The nation is expecting a huge shipment of the oilseed from South America as it continues to shift supply over to Brazil.

“Other countries have been treating us — our exports — unfairly for a long time. It is true,” Friedmann said.

“However, these are problems that have been generated over decades. They’ve developed gradually over decades. We cannot eliminate them with a snap of the fingers, with a sudden announcement, with a quickly imposed tariff,” he said.

“If nobody’s buying the soybeans, you can’t just cut hours — you have to eliminate hours. You can’t afford to pay people if nobody’s buying your products,” Friedmann told The Post.

The impact of canceled Chinese orders will reverberate throughout the industry, according to Peter Friedmann, executive director of the Agriculture Transportation Coalition. Thomas – stock.adobe.com

US soybean farmers lost a good chunk of their share of the Chinese market to Brazilian counterparts during the 2018 trade war, during Trump’s first administration, according to the American Soybean Association. 

Shoemyer, the farmer from Missouri, is doubly concerned over a contract he signed with the US government to grow cover crops — rye, wheat and grasses — on his land to help prevent runoff during the winter.

He invested $45,000 to plant the crops, but said DOGE has cut funding for the Soil and Water Outcomes Fund, which administered the grants to farmers, who are supposed to be paid later this month.

“I never thought I’d sign a contract with my own government and not get paid,” Shoemyer said.

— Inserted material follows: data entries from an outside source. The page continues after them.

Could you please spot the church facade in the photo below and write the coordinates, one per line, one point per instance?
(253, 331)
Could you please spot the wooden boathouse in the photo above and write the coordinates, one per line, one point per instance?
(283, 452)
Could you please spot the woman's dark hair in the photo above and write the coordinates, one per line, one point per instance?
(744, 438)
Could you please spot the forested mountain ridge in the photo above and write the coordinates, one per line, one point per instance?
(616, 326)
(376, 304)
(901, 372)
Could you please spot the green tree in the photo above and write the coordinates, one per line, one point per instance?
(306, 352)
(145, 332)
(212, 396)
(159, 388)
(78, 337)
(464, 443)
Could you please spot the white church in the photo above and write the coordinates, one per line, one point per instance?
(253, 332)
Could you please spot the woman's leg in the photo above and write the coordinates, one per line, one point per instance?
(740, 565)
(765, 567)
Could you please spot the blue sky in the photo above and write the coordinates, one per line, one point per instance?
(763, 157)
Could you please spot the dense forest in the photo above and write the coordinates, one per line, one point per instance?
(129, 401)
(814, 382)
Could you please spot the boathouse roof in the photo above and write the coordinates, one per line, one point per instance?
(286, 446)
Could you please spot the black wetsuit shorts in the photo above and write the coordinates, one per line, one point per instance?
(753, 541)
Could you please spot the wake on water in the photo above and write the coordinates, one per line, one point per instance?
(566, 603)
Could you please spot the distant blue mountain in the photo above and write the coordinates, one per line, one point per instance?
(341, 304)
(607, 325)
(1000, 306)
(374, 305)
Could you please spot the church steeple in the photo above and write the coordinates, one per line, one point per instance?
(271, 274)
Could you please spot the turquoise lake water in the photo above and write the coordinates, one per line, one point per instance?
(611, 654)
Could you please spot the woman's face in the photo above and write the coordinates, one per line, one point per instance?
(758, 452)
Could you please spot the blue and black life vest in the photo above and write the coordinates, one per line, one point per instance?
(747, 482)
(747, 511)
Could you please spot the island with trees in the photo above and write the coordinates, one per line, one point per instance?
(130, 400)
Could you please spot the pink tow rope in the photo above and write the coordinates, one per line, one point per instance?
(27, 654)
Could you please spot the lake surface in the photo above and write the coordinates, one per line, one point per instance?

A White House official told The Post that the Biden-era contract has been eliminated, but if the application meets requirements for the administration’s Advancing Markets for Producers (AMP) initiative, Shoemyer and other farmers should expect to receive a larger share of the project’s federal dollars.

“President Trump is eliminating Biden era climate slush funds and cutting bureaucracy and bloat in order to put farmers first. More money is going to farmers instead of NGOs,” White House deputy press secretary Anna Kelly told The Post.

The White House did not clarify whether the program qualifies for AMP funding.